Erstellt am 17. Juli 2012, 09:25

Salzburg für Bundesliga-Trainer Titelfavorit. Neue Saison, alte Rollenverteilung: Red Bull Salzburg gilt bei den Bundesliga-Trainern auch vor dem Beginn der Spielzeit 2012/13 als großer Favorit auf den Gewinn der Fußball-Meisterschaft.

Dies geht aus der traditionellen Trainerumfrage vor dem Saisonstart am kommenden Samstag unter den zehn Betreuern der höchsten Spielklasse hervor. Alle Coaches der Liga-Rivalen nannten auf Anhieb den Titelverteidiger als aussichtsreichsten Anwärter auf Platz eins in der Endtabelle. Die Mozartstädter seien "klarer Favorit", erklärten die Trainer unisono mit Hinweis auf die Red-Bull-Millionen, die einen für österreichische Verhältnisse luxuriösen Kader entstehen ließen.

Roger Schmidt ist sich des hohen Erwartungsdrucks bewusst. "Wir wollen guten Fußball spielen, unsere Titel verteidigen und international so lange wie möglich mit dabei bleiben", sagte der neue Trainer des Double-Gewinners.

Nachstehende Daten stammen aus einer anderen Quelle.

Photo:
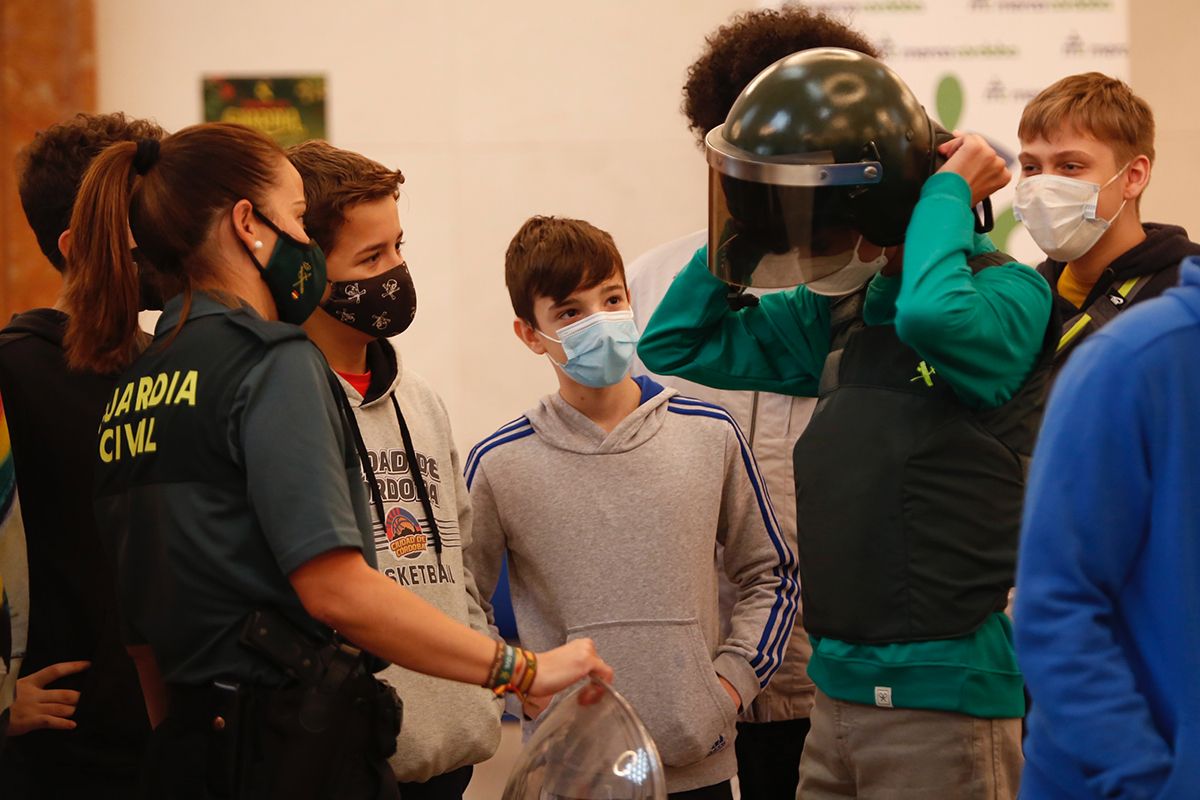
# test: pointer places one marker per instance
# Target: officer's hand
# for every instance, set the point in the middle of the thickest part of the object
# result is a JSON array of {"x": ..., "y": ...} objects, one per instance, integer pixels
[
  {"x": 973, "y": 158},
  {"x": 533, "y": 707},
  {"x": 36, "y": 707},
  {"x": 563, "y": 666},
  {"x": 732, "y": 692}
]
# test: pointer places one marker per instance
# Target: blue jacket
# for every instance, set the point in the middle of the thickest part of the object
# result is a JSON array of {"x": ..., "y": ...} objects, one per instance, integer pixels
[{"x": 1108, "y": 588}]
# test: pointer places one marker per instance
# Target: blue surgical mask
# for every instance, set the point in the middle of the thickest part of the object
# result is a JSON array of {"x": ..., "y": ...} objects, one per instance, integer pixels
[{"x": 599, "y": 348}]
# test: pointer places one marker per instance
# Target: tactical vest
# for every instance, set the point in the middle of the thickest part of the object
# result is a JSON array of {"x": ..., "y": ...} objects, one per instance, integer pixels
[{"x": 909, "y": 503}]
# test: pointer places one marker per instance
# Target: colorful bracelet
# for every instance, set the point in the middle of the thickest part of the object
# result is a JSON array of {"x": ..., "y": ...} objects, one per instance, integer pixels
[
  {"x": 504, "y": 677},
  {"x": 496, "y": 666},
  {"x": 529, "y": 673}
]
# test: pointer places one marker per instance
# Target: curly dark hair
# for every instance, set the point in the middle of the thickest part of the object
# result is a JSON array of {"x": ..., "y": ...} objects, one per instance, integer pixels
[
  {"x": 748, "y": 44},
  {"x": 51, "y": 169}
]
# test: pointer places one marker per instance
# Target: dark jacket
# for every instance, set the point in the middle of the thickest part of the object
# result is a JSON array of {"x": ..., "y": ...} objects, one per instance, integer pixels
[
  {"x": 1159, "y": 254},
  {"x": 53, "y": 416}
]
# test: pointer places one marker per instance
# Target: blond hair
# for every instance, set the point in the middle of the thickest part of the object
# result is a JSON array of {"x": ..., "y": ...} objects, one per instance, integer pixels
[{"x": 1095, "y": 104}]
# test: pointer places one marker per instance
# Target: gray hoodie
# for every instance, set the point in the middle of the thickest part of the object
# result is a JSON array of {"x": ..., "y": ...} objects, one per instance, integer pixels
[
  {"x": 612, "y": 536},
  {"x": 447, "y": 725}
]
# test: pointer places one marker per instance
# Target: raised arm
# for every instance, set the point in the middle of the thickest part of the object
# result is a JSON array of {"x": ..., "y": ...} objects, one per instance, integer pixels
[
  {"x": 982, "y": 332},
  {"x": 778, "y": 346}
]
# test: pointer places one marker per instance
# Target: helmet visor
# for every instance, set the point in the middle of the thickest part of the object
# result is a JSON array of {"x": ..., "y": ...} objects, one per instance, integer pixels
[
  {"x": 772, "y": 236},
  {"x": 777, "y": 222}
]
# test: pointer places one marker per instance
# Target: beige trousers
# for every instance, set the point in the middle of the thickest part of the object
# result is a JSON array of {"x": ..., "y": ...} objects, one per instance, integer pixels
[{"x": 881, "y": 753}]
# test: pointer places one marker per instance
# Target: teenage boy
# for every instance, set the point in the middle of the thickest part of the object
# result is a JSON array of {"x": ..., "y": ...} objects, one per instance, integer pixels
[
  {"x": 409, "y": 461},
  {"x": 1107, "y": 626},
  {"x": 79, "y": 709},
  {"x": 930, "y": 376},
  {"x": 610, "y": 498},
  {"x": 772, "y": 729},
  {"x": 1087, "y": 148}
]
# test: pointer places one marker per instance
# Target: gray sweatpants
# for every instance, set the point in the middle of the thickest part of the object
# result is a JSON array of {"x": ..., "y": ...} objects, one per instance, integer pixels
[{"x": 877, "y": 753}]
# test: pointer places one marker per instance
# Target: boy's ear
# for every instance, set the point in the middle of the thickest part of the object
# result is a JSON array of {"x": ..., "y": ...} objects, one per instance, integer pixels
[
  {"x": 528, "y": 336},
  {"x": 1137, "y": 178}
]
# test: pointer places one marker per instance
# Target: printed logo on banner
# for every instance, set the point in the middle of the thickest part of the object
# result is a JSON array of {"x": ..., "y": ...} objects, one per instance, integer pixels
[
  {"x": 1075, "y": 46},
  {"x": 1041, "y": 5},
  {"x": 871, "y": 6}
]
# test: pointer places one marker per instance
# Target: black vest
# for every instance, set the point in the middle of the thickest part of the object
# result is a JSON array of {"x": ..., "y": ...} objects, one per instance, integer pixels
[{"x": 909, "y": 503}]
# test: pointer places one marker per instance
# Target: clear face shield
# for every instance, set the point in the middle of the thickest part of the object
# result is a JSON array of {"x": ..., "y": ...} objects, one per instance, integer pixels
[
  {"x": 778, "y": 222},
  {"x": 589, "y": 745}
]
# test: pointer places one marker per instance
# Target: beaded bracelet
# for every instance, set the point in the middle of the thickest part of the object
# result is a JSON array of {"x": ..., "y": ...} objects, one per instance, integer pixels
[
  {"x": 493, "y": 673},
  {"x": 504, "y": 677},
  {"x": 529, "y": 673}
]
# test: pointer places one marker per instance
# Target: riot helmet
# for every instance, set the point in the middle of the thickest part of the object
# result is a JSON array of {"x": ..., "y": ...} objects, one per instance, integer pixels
[{"x": 823, "y": 151}]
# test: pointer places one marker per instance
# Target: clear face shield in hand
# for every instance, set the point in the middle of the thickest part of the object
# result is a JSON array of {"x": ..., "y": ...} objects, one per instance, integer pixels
[
  {"x": 778, "y": 222},
  {"x": 589, "y": 745}
]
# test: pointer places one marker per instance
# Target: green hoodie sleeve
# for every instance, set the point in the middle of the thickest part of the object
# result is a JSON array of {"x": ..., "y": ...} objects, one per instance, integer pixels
[
  {"x": 982, "y": 332},
  {"x": 778, "y": 346}
]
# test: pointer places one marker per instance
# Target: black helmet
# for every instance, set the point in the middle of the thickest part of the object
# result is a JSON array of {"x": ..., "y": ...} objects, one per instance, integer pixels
[{"x": 823, "y": 149}]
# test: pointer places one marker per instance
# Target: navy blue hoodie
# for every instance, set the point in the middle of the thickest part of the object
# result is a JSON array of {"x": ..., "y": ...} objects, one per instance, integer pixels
[{"x": 1108, "y": 588}]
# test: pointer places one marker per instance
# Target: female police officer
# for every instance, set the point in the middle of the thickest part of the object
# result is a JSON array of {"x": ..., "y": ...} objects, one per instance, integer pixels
[{"x": 234, "y": 493}]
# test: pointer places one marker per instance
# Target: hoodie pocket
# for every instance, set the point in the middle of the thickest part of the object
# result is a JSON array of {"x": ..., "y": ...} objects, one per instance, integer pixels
[{"x": 664, "y": 669}]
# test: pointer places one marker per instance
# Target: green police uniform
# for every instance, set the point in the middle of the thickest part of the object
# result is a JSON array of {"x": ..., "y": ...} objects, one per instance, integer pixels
[{"x": 225, "y": 465}]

Einigkeit herrschte unter den Trainern auch, was die Erfolgschancen von Aufsteiger WAC betrifft. Geht es nach den Fußball-Lehrern, dann könnten die Kärntner in die Fußstapfen der Admira treten, die als Bundesliga-Neuling in der Vorsaison Platz drei belegte.

Die Vorgabe bei Rapid, Austria und Sturm Graz lautet, einen von diesmal fünf internationalen Startplätzen zu ergattern. Der neue Austria-Trainer Peter Stöger spekuliert außerdem mit einer Teilnahme an der Champions-League-Qualifikation, wofür Platz zwei reichen würde. Rapids Peter Schöttel möchte die seit 2008 andauernde Wartezeit der Grün-Weißen auf einen Titel entweder via Meisterschaft oder Cup beenden.

Der Hütteldorfer Trainer würde weiters die Einführung der Torlinien-Technologie im österreichischen Oberhaus grundsätzlich begrüßen, sofern dies wirtschaftlich machbar wäre. Damit liegt er auf einer Wellenlänge mit Stöger, Heimo Pfeifenberger (Wr. Neustadt) und Walter Kogler (Wacker Innsbruck). Die übrigen Betreuer stehen der Neuerung hingegen indifferent bis ablehnend gegenüber.